“She shook her head. ‘It’s too bizarre. It couldn’t be pulled off with Chadbourne anymore than with Kennedy. The office is too public.'” (142)

Well, the title says it all. Iris Johansen did an amazing job writing her characters and pulling the story together the way she did. I love a good conspiracy theory and this novel delivered those lovely qualities. Murder. Sex. Lies. It was quintessential conspiracy. It involved my favorite one of all–The Kennedy Family–America’s Royal Family. Was Kennedy really assassinated by Oswald or others? Where is his brain? Etc. Learning more and more about me every entry, aren’t we? Anyway…

Due to the importance of body language, specifically within this novel, I should mention the following. I have been told that it is difficult to read me–and sometimes I am greatful it is that way. But that is another story altogether. Reading body language is fascinating and I have  started trying to do just that. The direction of someone’s feet and their shoulders, eye movements, or lack of movement, the scratch of a nose or ear lobe. It might be totally horrible to do that, but hey, it is entertaining. In any case, I loved Johansen’s use of body language when describing the antagonists and protagonists.

Speaking of protagonists, Eve Duncan is a forensic sculptor. Most of the time, many authors spend the first few chapters giving you some kind of backstory to the character. That does not happen here. Duncan tells her story without the help of Johansen. It was kind of funny how greatly I connected with Eve and the correlations between her mother and mine. Granted–yes, I know, they are characters, but that does not stop what you feel when reading a novel. I think it is so important to draw connections between yourself and a character, that way, you enjoy the novel more than others.

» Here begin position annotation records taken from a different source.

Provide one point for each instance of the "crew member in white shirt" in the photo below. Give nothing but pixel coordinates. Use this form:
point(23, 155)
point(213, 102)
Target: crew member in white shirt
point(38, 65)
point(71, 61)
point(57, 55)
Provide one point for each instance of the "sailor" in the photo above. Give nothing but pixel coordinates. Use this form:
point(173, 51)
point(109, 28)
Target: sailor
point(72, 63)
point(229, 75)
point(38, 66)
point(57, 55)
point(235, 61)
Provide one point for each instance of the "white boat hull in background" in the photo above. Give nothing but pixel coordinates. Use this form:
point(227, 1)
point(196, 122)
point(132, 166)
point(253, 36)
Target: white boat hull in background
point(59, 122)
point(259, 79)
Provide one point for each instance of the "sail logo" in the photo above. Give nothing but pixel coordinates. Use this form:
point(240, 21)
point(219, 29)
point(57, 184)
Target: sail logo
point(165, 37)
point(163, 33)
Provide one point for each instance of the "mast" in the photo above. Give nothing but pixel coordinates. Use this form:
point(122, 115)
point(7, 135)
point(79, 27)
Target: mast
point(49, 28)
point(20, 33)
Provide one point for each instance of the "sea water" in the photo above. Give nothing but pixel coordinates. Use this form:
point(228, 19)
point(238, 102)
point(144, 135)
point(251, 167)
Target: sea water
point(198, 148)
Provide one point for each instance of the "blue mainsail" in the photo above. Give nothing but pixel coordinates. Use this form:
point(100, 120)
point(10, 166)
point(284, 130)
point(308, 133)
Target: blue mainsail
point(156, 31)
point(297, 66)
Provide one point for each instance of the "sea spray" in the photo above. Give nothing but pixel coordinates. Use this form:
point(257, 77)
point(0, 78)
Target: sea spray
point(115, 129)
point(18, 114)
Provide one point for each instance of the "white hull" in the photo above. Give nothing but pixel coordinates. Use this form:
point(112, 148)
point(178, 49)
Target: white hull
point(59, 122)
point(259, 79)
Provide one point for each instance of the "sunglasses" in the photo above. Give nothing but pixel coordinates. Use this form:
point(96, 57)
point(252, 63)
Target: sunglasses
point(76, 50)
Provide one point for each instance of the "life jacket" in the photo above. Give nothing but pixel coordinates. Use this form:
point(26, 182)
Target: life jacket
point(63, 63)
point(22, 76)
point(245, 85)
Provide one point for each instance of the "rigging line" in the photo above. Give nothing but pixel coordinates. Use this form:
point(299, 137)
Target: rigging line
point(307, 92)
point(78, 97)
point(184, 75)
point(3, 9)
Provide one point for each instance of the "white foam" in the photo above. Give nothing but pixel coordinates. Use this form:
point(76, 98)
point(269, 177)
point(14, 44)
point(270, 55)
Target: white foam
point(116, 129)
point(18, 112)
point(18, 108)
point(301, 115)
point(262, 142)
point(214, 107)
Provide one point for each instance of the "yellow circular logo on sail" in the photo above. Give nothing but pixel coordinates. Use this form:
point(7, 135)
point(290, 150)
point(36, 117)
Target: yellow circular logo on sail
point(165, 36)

Now, if you are the kind of person who, after watching an action movie with lots of explosions and/or read a book with lots of action finds themselves wanting to pull off the stunts made visually and mentally available, I’d suggest staying far away from these book. Just saying. We don’t need a speed boat accident.

I enjoyed Eve’s desire to find her daughter who has been missing for eight years. That sounds horrible, but you can tell a mother (who has a sick kick for action) has written this novel. On a higher note, I can’t wait to begin reading the next novel. Granetd, I have read Killing Game before, so it it will be a different experience reading that novel than it was for never having read The Face of Deception. So, I am giving The Face of Deception a 3.5/4 out of 5. Well written and perfectly planned out.